В Кобоне существовал госпиталь, но полыхавшую из-за температуры Женьку, а с ней и Павлика забрала к себе домой местная жительница:
– Сейчас мы ее в баньке попарим и будет как новенькая.
«Сейчас» не попарили, для начала чем-то напоили и уложили спать на горячую печь.
Давно не видевшие такого тепла дети заснули тут же и проспали до полудня. Проснулись от взрывов снарядов – немцы снова бомбили Кобону. Пришлось спускаться в погреб.
Хозяйка дома заботливо укутывала Женьку с Павликом:
– В погребе холодно, но теплей, чем на улице. Потерпите маленько, они сейчас улетят, эти проклятые немцы. Я вам пока лучину зажгу для света, она горит неярко, но все ж горит.

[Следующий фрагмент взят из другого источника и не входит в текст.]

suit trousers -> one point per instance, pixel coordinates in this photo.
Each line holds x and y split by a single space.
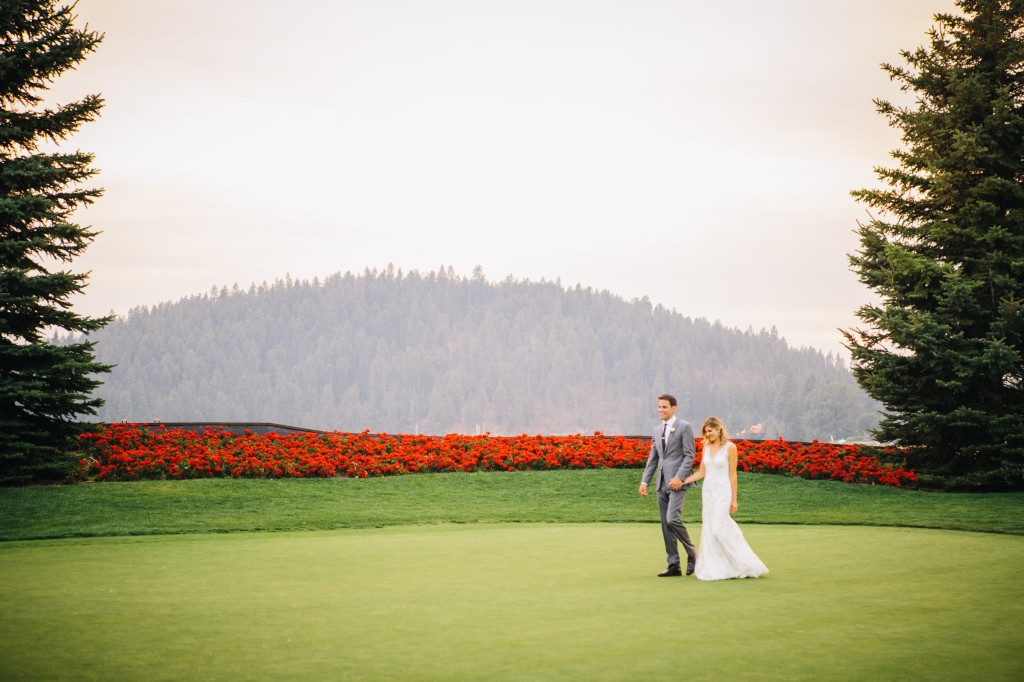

И снова Женька смотрела с недоумением, в погребе было куда теплей, чем в любой даже отапливаемой ленинградской квартире, а теплый огонек лучины ничуть не хуже коптилки. А что разрывы бомб…
Нет, с этим Женька смириться не могла. Пока вокруг рвутся снаряды, никакого покоя не будет. Потому, когда на следующий день появилась возможность с чужим детдомом уехать дальше в тыл, согласилась, не раздумывая.
Они долго ехали в теплушке, простаивая при малейшей опасности, пока находились в зоне действия немецкой авиации. Двигались в основном ночью, а на день вагоны расцепляли и оставляли где-то в перелесках, запрещая открывать двери, чтобы не выдать присутствие внутри людей. Вагоны должны выглядеть брошенными, отцепленными, чтобы, даже если немецкий летчик заметит среди деревьев, не начал бомбить. К тому же немцы предпочитали не тратить бомбы на одиночные вагоны. Другое дело целый состав…
Питание было плохим, но куда лучше, чем в Ленинграде. Подсовывая кусочки Павлику, Женька сама слабела с каждым днем. Когда добрались до места (детдому просто выделили корпуса бывшего пионерского лагеря в лесу, остальное предстояло сделать самим), их с Павликом сразу поместили в лазарет. Павлику это помогло, а вот его спасительнице нет.